Bug 65739 - string terminator warning in CodePageString
Summary: string terminator warning in CodePageString
Status: NEW
Alias: None
Product: POI
Classification: Unclassified
Component: HPSF (show other bugs)
Version: 5.0.x-dev
Hardware: PC Linux
: P2 normal (vote)
Target Milestone: ---
Assignee: POI Developers List
Depends on:
Reported: 2021-12-10 17:56 UTC by Tim Allison
Modified: 2021-12-10 21:26 UTC (History)
0 users


Note You need to log in before you can comment on or make changes to this bug.
Description Tim Allison 2021-12-10 17:56:26 UTC
In trying to migrate Apache Tika to 5.1.0, I noticed that I'm getting "org.apache.poi.hpsf.CodePageString String terminator (\0) for CodePageString property value occurred before the end of string" on quite a few of our unit test files.

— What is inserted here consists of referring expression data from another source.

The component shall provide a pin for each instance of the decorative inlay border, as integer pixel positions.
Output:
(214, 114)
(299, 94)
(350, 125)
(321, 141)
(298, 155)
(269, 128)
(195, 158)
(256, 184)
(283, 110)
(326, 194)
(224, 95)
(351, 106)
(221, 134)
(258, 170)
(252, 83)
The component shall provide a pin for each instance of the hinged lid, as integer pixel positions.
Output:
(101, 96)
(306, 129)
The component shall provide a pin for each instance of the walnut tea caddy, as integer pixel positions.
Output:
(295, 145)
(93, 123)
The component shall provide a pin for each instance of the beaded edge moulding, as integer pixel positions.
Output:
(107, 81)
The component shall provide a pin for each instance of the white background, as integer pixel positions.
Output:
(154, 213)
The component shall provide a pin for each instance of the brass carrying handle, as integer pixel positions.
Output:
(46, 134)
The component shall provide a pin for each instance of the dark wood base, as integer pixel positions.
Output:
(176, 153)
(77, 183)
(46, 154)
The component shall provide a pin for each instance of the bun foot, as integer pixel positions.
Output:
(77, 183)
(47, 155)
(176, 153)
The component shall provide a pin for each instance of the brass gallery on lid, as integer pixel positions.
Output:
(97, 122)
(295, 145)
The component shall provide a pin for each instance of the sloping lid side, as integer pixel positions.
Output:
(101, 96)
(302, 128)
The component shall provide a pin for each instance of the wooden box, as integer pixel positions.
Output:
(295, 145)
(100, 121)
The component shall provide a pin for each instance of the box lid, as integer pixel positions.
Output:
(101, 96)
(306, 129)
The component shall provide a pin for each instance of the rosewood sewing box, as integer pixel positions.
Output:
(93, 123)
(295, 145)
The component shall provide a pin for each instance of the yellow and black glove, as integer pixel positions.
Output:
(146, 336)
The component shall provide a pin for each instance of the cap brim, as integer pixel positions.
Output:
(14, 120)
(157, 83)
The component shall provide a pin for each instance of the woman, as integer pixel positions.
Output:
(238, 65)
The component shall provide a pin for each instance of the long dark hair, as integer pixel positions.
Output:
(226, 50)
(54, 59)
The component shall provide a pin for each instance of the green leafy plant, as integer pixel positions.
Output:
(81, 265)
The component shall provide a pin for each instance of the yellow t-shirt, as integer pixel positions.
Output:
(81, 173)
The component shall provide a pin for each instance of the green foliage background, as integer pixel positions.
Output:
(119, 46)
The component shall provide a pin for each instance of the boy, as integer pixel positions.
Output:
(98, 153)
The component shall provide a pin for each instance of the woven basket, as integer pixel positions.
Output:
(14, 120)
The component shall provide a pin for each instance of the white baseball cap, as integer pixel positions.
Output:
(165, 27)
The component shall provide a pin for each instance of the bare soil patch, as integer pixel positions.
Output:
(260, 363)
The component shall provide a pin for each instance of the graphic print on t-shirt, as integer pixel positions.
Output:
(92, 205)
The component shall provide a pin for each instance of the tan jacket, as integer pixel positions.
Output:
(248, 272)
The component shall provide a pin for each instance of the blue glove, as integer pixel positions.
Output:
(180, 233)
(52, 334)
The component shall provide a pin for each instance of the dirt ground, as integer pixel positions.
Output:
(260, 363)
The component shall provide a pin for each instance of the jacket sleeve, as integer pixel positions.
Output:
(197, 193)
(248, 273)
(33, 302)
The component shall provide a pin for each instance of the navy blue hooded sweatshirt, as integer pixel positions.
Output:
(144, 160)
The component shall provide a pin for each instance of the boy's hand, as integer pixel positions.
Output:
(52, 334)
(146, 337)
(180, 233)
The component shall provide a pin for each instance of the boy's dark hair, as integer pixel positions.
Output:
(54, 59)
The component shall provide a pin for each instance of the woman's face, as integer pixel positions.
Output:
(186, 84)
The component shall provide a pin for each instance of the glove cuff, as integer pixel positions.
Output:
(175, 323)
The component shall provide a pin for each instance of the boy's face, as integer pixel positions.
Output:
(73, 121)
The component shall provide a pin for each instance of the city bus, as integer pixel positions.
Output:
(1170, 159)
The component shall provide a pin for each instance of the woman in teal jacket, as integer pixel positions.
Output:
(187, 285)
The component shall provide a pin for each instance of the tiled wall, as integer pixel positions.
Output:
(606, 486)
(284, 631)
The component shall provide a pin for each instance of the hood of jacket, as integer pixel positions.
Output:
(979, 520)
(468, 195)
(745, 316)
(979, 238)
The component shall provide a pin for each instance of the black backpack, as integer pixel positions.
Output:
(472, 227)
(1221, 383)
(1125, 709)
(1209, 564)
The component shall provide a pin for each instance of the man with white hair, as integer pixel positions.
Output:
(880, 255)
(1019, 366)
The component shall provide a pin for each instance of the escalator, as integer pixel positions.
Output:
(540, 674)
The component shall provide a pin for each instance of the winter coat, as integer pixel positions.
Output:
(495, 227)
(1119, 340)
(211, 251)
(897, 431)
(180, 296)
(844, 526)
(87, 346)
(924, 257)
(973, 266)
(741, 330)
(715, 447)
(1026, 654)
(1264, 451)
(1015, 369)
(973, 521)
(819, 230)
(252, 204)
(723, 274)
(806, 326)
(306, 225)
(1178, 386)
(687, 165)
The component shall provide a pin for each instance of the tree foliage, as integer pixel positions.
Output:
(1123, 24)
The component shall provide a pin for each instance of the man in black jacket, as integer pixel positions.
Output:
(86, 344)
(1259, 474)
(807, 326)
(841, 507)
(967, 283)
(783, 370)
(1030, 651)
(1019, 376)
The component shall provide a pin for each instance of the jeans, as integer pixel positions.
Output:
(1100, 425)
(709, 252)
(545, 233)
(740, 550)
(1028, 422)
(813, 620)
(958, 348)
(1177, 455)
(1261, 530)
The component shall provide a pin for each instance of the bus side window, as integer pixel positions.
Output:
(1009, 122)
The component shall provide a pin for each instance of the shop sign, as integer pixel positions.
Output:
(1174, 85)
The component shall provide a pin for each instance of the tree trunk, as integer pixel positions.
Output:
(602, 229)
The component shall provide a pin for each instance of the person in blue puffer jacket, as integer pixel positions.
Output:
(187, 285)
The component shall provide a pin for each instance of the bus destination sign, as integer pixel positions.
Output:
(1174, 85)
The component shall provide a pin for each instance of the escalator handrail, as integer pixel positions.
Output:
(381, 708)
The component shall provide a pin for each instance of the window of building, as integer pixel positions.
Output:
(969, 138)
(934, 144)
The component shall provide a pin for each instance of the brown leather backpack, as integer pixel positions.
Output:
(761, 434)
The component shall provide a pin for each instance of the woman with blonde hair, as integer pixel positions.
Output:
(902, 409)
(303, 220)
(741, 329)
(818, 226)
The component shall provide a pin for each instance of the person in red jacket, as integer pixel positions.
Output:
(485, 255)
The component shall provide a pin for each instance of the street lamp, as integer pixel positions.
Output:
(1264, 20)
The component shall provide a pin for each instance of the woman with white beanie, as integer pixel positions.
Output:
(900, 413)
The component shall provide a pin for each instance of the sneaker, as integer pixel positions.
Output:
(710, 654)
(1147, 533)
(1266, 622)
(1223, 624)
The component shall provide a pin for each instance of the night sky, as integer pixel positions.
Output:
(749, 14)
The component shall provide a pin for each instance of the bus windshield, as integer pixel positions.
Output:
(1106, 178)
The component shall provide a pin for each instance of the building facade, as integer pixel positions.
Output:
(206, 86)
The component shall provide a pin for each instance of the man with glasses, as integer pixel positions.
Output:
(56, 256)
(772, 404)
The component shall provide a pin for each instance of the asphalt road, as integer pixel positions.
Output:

If I'm seeing it this often in our unit test files, is it really a problem that should be logged or is there something we can do in our code so that it is no longer a problem?

One triggering file is this one: https://github.com/apache/tika/blob/main/tika-parsers/tika-parsers-standard/tika-parsers-standard-modules/tika-parser-microsoft-module/src/test/resources/test-documents/testEXCEL_embeddedPDF_mac.xls
Comment 1 PJ Fanning 2021-12-10 21:15:06 UTC
I added r1895794 - I'm no expert on the H*** part of the POI lib but if this issue doesn't stop us from successfully reading the files, maybe best to quieten the logs.
Comment 2 Tim Allison 2021-12-10 21:26:28 UTC
It feels like the problem is that the part that reads the keys shouldn't be including the \u0000.  I, also, am not that familiar with this part of the code.